PUBLICADO EM 28 de abr de 2026

Juros elevados mantêm pressão sobre endividamento das famílias

Entenda os impactos dos juros elevados no crédito pessoal. Saiba como a taxa média de 61,5% afeta as famílias brasileiras

Juros elevados mantêm pressão sobre endividamento das famílias

Com juros elevados, crédito a pessoas físicas tem taxa média de 61,5% ao ano, diz BC – Foto: Marcello Casal Jr

As Estatísticas Monetárias e de Crédito, divulgadas segunda-feira (27) pelo Banco Central, indicam famílias pressionadas por crédito caro, em consequência dos juros elevados e, assim, recorrem a modalidades de curto prazo.

Além disso, em março, a taxa média de juros do crédito livre às pessoas físicas permaneceu elevada, em 61,5% ao ano, apesar do recuo mensal.

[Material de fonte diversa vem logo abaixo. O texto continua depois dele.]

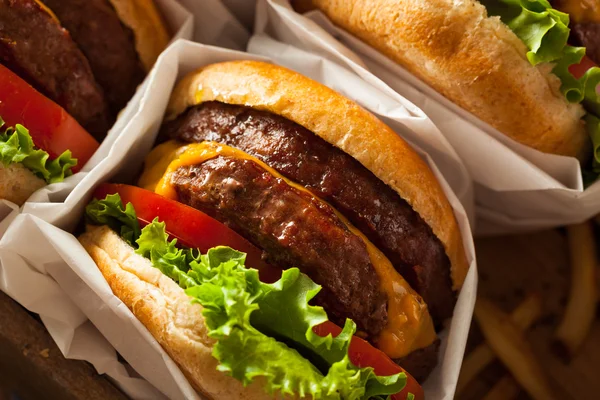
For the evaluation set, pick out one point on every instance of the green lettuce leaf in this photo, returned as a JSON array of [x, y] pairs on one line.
[[110, 211], [270, 324], [545, 32], [16, 146]]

Juros elevados pressionam crédito

Nesse contexto, com brasileiros pagando juros altos, a inadimplência do crédito do SFN ficou em 4,3% em março; caiu, porém subiu em 12 meses.

Entre as famílias, por sua vez, a taxa chegou a 5,3%, com avanço em um ano, reforçando o quadro de pressão financeira persistente, diante de juros elevados.

De acordo com as Estatísticas do Banco Central, o endividamento das famílias brasileiras atingiu 49,9% em fevereiro, com aumento no mês e também em 12 meses.

Já o comprometimento da renda com dívidas alcançou 29,7%, registrando alta no mês e, além disso, crescimento relevante na comparação anual entre famílias brasileiras.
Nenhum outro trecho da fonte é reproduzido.